La peste porcine africaine est considérée comme l’une des plus graves maladies animales de notre temps. Si elle ne se transmet pas à l’homme, elle entraîne la mort des cochons qui la contractent, qu’ils soient sauvages ou domestiques. Son virus très résistant se transmet relativement facilement par contact direct avec un animal atteint, avec leur cadavre ou leurs humeurs. Aucun vaccin n’existe encore contre cette maladie qui menace les élevages du monde entier et par conséquent les économies de nombreux pays.
C’est à partir de la Géorgie en 2007 que la maladie s’est diffusée vers l’Europe et vers l’Asie. Elle est aujourd’hui répandue depuis la Chine jusqu‘à la Pologne et a déclenché des transformations géopolitiques. L’an passé, la Pologne envisageait d’élever une clôture le long de sa frontière avec l’Ukraine et la Biélorussie ; le Danemark termine actuellement la construction d’une palissade sur sa frontière avec l’Allemagne. Comme le note Luděk Brož, „au nom de la sécurité sanitaire, trente ans après le démantèlement du rideau de fer, des grillages apparaissent sur les frontières à l’intérieur de l’espace Schengen“.
Dans le cadre de ce projet, Luděk Brož s’intéressera à l’impact de cette menace sur la communauté des chasseurs. En Europe, ce sont sept millions de chasseurs, le plus souvent amateurs, qui cherchent aujourd’hui, en dialogue avec l’épidémiologie vétérinaire, à redéfinir leur rôle et à renouveler les termes de leur acceptabilité.

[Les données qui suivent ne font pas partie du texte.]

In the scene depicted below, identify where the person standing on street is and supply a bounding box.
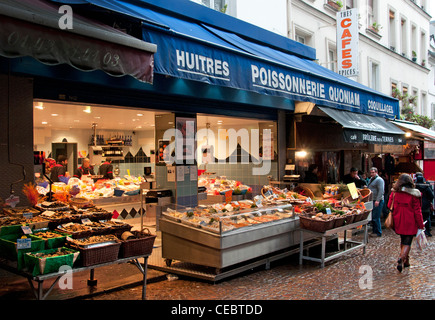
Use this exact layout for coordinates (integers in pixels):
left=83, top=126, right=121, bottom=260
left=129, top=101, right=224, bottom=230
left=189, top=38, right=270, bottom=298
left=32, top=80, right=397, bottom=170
left=415, top=172, right=434, bottom=237
left=367, top=167, right=385, bottom=237
left=343, top=168, right=367, bottom=188
left=98, top=158, right=113, bottom=179
left=388, top=173, right=424, bottom=272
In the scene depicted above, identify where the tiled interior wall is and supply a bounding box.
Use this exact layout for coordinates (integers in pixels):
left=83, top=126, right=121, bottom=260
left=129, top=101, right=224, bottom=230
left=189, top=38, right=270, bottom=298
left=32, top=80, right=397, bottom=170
left=200, top=161, right=278, bottom=194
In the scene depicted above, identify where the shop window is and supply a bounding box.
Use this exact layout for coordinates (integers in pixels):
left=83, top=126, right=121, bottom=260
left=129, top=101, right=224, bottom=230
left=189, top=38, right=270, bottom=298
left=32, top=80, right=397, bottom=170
left=367, top=0, right=377, bottom=26
left=369, top=60, right=380, bottom=91
left=328, top=49, right=337, bottom=72
left=346, top=0, right=356, bottom=9
left=295, top=34, right=305, bottom=44
left=400, top=18, right=408, bottom=57
left=420, top=32, right=427, bottom=66
left=388, top=10, right=397, bottom=51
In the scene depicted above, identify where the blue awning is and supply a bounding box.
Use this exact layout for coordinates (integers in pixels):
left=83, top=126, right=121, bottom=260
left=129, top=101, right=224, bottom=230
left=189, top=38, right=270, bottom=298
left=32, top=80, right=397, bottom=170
left=49, top=0, right=399, bottom=119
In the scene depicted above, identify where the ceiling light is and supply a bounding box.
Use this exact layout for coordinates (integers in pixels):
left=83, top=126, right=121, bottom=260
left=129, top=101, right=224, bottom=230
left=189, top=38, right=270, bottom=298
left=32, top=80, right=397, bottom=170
left=34, top=102, right=44, bottom=110
left=295, top=151, right=307, bottom=158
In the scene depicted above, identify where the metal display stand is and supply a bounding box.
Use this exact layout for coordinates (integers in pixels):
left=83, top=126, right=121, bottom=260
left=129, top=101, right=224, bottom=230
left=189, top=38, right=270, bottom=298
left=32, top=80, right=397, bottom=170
left=0, top=255, right=149, bottom=300
left=299, top=219, right=369, bottom=268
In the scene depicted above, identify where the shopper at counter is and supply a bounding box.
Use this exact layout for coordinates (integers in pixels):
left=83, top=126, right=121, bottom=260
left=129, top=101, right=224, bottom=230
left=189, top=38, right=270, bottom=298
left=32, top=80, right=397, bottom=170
left=74, top=158, right=95, bottom=179
left=50, top=154, right=69, bottom=182
left=343, top=168, right=367, bottom=188
left=367, top=167, right=384, bottom=237
left=98, top=158, right=113, bottom=179
left=304, top=164, right=319, bottom=183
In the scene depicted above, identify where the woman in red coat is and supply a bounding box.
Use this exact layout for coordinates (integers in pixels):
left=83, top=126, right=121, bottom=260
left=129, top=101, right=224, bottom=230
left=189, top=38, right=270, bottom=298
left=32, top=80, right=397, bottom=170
left=388, top=174, right=424, bottom=272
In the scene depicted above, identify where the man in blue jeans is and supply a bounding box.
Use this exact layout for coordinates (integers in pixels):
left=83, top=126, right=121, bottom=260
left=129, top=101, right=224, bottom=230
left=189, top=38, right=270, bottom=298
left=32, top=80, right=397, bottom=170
left=367, top=167, right=384, bottom=237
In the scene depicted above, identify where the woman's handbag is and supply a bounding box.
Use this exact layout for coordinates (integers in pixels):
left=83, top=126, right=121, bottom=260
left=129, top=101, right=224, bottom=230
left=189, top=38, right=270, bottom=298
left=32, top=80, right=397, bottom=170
left=385, top=192, right=396, bottom=229
left=415, top=229, right=427, bottom=251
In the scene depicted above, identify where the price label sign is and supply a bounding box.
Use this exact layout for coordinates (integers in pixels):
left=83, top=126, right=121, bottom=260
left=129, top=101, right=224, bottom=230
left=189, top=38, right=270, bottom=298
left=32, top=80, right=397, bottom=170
left=21, top=226, right=32, bottom=234
left=17, top=238, right=32, bottom=250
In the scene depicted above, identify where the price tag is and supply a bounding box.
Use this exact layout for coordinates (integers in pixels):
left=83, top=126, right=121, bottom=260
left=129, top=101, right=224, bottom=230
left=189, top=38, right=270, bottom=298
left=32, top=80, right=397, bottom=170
left=23, top=212, right=33, bottom=219
left=225, top=190, right=233, bottom=203
left=17, top=238, right=32, bottom=250
left=255, top=200, right=263, bottom=208
left=82, top=218, right=92, bottom=224
left=21, top=226, right=32, bottom=234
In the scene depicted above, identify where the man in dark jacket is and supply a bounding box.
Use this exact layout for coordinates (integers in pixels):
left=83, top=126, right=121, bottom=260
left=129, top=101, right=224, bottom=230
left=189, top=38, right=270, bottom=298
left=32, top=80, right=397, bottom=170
left=50, top=155, right=69, bottom=182
left=343, top=168, right=367, bottom=188
left=74, top=158, right=95, bottom=179
left=98, top=158, right=113, bottom=179
left=415, top=172, right=434, bottom=237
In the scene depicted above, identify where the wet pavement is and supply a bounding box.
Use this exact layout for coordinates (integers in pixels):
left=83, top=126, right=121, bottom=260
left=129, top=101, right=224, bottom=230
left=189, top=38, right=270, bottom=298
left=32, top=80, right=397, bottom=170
left=0, top=220, right=435, bottom=301
left=86, top=230, right=435, bottom=300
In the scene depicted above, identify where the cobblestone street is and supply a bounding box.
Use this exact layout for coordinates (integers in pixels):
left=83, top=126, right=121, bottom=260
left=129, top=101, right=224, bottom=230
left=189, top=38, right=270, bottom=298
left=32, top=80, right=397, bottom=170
left=89, top=230, right=435, bottom=300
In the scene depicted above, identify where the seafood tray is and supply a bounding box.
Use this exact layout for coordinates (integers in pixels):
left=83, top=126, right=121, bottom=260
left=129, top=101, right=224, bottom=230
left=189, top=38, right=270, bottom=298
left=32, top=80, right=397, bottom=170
left=57, top=222, right=92, bottom=239
left=68, top=241, right=121, bottom=267
left=24, top=247, right=80, bottom=276
left=33, top=229, right=66, bottom=249
left=119, top=229, right=156, bottom=258
left=35, top=201, right=70, bottom=211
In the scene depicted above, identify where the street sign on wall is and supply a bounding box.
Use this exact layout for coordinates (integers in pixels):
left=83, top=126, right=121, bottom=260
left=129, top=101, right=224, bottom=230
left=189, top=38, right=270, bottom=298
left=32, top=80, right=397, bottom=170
left=337, top=9, right=359, bottom=77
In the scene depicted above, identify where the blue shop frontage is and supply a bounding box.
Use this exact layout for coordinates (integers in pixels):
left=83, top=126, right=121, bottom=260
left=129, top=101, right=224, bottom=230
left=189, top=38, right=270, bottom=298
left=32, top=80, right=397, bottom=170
left=0, top=0, right=404, bottom=280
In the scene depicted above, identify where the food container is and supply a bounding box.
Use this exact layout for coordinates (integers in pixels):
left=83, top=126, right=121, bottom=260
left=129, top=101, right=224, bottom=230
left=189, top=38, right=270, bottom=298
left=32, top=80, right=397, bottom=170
left=33, top=229, right=66, bottom=249
left=0, top=233, right=45, bottom=270
left=67, top=241, right=121, bottom=267
left=119, top=229, right=156, bottom=258
left=24, top=247, right=80, bottom=276
left=299, top=214, right=335, bottom=233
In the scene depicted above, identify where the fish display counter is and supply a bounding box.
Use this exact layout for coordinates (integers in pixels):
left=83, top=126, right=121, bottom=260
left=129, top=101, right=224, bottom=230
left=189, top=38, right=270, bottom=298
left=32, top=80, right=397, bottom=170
left=160, top=200, right=309, bottom=272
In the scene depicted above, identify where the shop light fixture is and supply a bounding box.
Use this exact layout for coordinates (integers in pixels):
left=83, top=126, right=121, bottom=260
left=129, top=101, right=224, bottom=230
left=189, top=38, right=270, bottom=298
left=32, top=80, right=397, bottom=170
left=34, top=102, right=44, bottom=110
left=295, top=151, right=307, bottom=158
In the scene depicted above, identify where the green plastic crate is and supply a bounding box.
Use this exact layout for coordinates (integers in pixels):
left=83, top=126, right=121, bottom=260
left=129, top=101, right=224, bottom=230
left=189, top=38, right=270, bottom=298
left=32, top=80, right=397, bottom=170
left=0, top=234, right=45, bottom=270
left=24, top=247, right=80, bottom=276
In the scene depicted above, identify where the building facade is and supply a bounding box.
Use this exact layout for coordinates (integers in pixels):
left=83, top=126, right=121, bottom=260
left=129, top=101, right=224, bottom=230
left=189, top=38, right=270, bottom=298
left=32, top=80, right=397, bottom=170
left=193, top=0, right=433, bottom=118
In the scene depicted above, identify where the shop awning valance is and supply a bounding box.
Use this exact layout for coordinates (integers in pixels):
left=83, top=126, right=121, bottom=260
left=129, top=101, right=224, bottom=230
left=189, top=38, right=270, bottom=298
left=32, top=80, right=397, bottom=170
left=0, top=0, right=157, bottom=83
left=48, top=0, right=399, bottom=119
left=319, top=107, right=406, bottom=145
left=391, top=120, right=435, bottom=141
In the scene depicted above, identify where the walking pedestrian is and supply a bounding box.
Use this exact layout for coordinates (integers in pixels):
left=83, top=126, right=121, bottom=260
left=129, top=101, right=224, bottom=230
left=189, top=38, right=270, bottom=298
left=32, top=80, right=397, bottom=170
left=415, top=172, right=434, bottom=237
left=367, top=167, right=385, bottom=237
left=388, top=173, right=424, bottom=272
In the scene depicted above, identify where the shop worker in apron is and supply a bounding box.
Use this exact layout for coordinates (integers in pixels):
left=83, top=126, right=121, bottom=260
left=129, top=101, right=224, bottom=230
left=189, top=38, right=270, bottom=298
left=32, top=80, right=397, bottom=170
left=50, top=154, right=69, bottom=182
left=98, top=158, right=113, bottom=179
left=74, top=158, right=95, bottom=179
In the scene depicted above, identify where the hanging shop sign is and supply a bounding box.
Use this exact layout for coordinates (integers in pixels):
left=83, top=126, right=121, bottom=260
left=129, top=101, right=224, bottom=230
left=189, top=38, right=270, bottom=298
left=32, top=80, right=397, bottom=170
left=337, top=9, right=359, bottom=77
left=143, top=28, right=399, bottom=118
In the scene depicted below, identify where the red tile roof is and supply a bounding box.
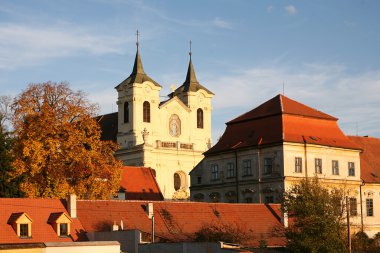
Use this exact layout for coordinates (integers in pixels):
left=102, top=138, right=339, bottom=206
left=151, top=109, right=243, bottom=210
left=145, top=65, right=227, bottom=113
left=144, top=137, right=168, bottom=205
left=77, top=200, right=285, bottom=246
left=120, top=166, right=164, bottom=200
left=0, top=198, right=85, bottom=243
left=348, top=136, right=380, bottom=183
left=205, top=95, right=360, bottom=155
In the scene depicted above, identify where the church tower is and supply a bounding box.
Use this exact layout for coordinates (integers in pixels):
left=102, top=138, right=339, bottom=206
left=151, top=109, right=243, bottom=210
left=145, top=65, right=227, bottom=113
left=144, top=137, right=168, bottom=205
left=116, top=37, right=214, bottom=200
left=116, top=35, right=162, bottom=148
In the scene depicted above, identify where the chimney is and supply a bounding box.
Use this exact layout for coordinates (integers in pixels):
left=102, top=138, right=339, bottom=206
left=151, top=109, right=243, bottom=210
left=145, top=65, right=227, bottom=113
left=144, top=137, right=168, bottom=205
left=112, top=221, right=119, bottom=231
left=67, top=194, right=77, bottom=218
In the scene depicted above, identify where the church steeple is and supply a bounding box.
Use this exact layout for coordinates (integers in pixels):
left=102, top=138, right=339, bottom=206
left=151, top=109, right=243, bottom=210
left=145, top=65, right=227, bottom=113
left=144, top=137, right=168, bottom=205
left=131, top=47, right=145, bottom=75
left=116, top=31, right=161, bottom=89
left=132, top=30, right=145, bottom=75
left=178, top=40, right=213, bottom=94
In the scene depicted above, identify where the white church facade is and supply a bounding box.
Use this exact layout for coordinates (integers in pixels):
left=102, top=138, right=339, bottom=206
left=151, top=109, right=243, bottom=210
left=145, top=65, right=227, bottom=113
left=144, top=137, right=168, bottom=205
left=99, top=44, right=214, bottom=200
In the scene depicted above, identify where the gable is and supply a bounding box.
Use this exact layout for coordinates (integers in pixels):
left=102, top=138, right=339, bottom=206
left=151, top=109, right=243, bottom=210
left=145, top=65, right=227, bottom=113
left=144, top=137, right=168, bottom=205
left=120, top=166, right=164, bottom=200
left=0, top=198, right=86, bottom=244
left=159, top=96, right=191, bottom=112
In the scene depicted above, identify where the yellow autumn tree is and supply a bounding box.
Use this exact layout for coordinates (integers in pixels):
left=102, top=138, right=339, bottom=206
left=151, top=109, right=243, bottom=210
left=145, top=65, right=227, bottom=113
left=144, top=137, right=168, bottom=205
left=13, top=82, right=122, bottom=199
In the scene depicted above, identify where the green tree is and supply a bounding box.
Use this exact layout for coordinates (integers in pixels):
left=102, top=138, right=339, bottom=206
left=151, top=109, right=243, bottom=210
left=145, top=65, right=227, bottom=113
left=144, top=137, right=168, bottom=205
left=13, top=82, right=122, bottom=199
left=282, top=178, right=347, bottom=253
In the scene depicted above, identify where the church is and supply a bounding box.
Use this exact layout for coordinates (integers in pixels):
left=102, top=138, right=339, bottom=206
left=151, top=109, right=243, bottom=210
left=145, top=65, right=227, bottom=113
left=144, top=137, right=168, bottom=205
left=97, top=42, right=214, bottom=200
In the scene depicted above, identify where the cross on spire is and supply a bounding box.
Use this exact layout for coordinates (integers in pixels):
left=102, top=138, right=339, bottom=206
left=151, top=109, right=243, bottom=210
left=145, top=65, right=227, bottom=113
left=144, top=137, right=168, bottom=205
left=136, top=30, right=140, bottom=49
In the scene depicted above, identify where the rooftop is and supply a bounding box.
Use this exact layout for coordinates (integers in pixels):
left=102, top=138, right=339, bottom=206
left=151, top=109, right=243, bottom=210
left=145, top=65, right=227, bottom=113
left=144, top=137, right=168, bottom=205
left=205, top=95, right=360, bottom=155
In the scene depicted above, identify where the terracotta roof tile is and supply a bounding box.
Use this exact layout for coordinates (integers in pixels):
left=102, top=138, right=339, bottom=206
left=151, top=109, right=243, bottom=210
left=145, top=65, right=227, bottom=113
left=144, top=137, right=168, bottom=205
left=120, top=166, right=164, bottom=200
left=348, top=136, right=380, bottom=183
left=0, top=198, right=85, bottom=243
left=227, top=94, right=338, bottom=124
left=205, top=95, right=360, bottom=155
left=77, top=200, right=285, bottom=246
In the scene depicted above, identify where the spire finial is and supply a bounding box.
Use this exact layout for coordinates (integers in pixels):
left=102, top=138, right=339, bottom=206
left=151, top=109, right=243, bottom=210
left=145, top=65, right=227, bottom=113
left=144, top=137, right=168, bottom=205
left=136, top=30, right=140, bottom=49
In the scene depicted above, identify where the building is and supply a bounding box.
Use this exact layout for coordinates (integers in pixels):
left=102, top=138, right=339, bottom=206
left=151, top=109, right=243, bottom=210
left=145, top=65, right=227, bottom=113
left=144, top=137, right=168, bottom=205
left=77, top=200, right=285, bottom=249
left=117, top=166, right=164, bottom=200
left=190, top=95, right=380, bottom=235
left=97, top=47, right=214, bottom=199
left=0, top=195, right=285, bottom=253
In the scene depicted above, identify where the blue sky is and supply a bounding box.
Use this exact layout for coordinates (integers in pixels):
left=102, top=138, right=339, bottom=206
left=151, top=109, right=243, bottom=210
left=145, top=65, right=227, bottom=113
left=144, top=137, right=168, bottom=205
left=0, top=0, right=380, bottom=143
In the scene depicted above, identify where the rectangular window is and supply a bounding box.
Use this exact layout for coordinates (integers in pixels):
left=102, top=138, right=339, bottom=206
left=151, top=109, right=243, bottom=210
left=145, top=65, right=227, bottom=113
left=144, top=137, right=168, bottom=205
left=20, top=224, right=29, bottom=237
left=365, top=199, right=373, bottom=216
left=264, top=158, right=273, bottom=175
left=315, top=158, right=322, bottom=174
left=243, top=160, right=252, bottom=176
left=350, top=198, right=358, bottom=216
left=295, top=157, right=302, bottom=173
left=211, top=164, right=219, bottom=180
left=332, top=160, right=339, bottom=175
left=227, top=163, right=235, bottom=178
left=59, top=223, right=69, bottom=236
left=348, top=162, right=355, bottom=177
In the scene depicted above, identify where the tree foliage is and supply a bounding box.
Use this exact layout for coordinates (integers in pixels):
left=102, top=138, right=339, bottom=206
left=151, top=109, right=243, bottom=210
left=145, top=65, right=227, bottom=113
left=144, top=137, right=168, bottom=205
left=283, top=178, right=347, bottom=252
left=0, top=96, right=22, bottom=198
left=13, top=82, right=121, bottom=199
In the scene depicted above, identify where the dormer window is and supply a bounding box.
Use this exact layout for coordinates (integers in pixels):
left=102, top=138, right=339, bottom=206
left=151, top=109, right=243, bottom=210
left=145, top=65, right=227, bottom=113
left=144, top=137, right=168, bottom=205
left=48, top=212, right=72, bottom=237
left=20, top=223, right=30, bottom=237
left=59, top=223, right=69, bottom=236
left=8, top=213, right=33, bottom=238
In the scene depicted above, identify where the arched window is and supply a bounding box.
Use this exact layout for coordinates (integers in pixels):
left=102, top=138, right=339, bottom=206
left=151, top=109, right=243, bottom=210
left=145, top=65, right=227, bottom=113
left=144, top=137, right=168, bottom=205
left=197, top=108, right=203, bottom=128
left=143, top=101, right=150, bottom=123
left=124, top=102, right=129, bottom=123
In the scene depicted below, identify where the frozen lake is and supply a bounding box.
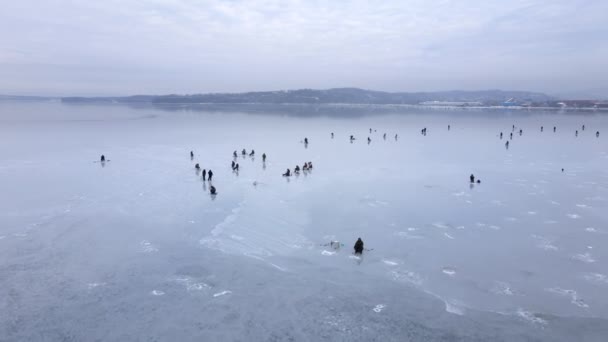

D’après son auteur, le projet „ouvre de nouvelles perspectives empiriques et théoriques sur le phénomène de la chasse“ parce que la menace que représente la peste porcine africaine a transformé les sangliers en „cheval de Troie“ qui porte la contagion sur tout le continent européen. Dans ce contexte, la concurrence entre l’homme et le sanglier pour la maîtrise du territoire et de ses ressources se transforme en guerre au sanglier avec ses abattages massifs, ses zones fermées et ses clôtures frontalières“.
Le programme biannuel de la plateforme CEFRES nommé Tandem a servi d’incubateur au projet. Il associe deux chercheurs, un de l’Académie tchèque des sciences et un du CNRS, pour la préparation d’un projet ambitieux.
L’Université Charles renforce l’équipe par le financement d’un post-doctorant. En 2020, une nouvelle équipe Tandem s’installera au CEFRES pour deux ans et réunira Michèle Baussant, anthropologue, directrice de recherche au CNRS et spécialiste des migrations, Johana Wyss, docteure de l’Université d’Oxford et anthropologue à l’Académie tchèque des sciences et Maria Kokkinou, post-doctorante. Leur projet intitulé « The Europe of Resentment. A Confederation of the Vanquished » étudiera les pratiques mémorielles de plusieurs minorités nationales et populations déplacées en Europe, suite à une guerre ou la décolonisation. Ce projet s’inscrit parfaitement dans la politique scientifique du CEFRES. Il fait également écho à l’actualité des migrations contemporaines en Europe.